Lean Startup by Eric Ries. I’m a little embarrassed that I took this long to read this book. It’s an iconic book in the startup world that I had skipped because I watched a few Lean Startup talks and read various blogs about it. A lot of the advice is very common sense; I’d boil it down to “build something people want.”
The Developers Guide to Debugging by Thorsten Grötker, Ulrich Holtmann, Holger Keding, and Markus Wloka. I was discussing what makes a good software developer with a friend and he was adamant than the best developers are the best debuggers. I read this book in hopes of filling in the knowledge that I might have learned from a debugging course in school—if one existed. The book was readable, but it was a bit too C-centric for me to fully appreciate.
Tipping Sacred Cows: Kicking the Bad Work Habits that Masquerade as Virtues by Jake Breeden. The book was what you’d expect from a business book with a provocative title. There were some interesting insights; essentially, question your assumptions with respect to balance, collaboration, creativity, excellence, fairness, passion, and preparation.
Hyperion by Dan Simmons.
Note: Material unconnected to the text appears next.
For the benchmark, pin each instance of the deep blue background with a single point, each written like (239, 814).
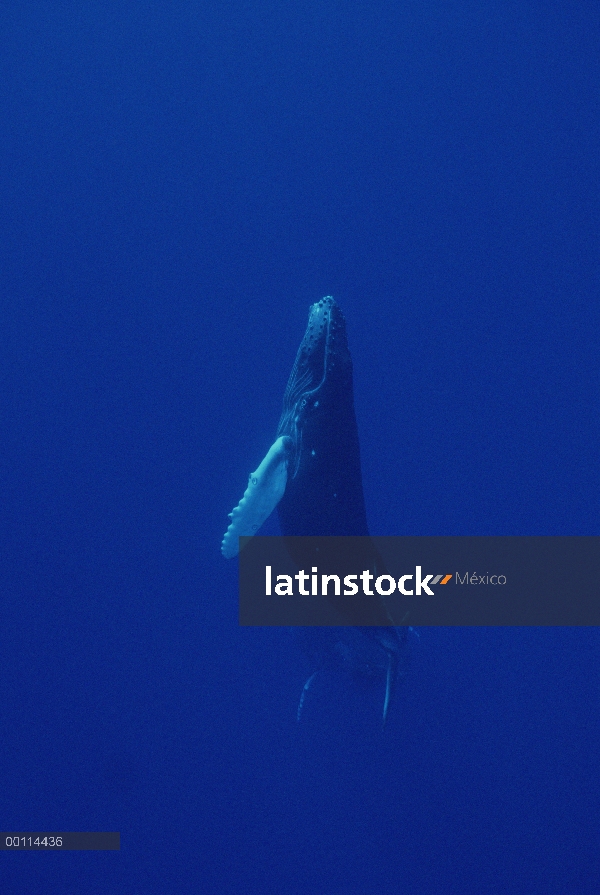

This was a Hugo Award winner in 1990, but I wasn’t a huge fan. The writing is solid and the story is unique. But, you only meet the cast of characters in this book. I kept waiting for something to happen and it never did—the cliffhanger just wasn’t enough for me.
The Lies of Locke Lamora by Scott Lynch. I read this based on a recommendation, and thoroughly enjoyed it. Locke Lamora is an orphan thief that we meet as a child and follow through young adulthood. I could see the book being made into a great heist movie.
Hard Magic by Larry Correa. I really liked this book. It’s set in a parallel universe circa 1940 where magic is real and several well known figures owe their success to their own inate magic. The characters were interesting and the story moved along nicely.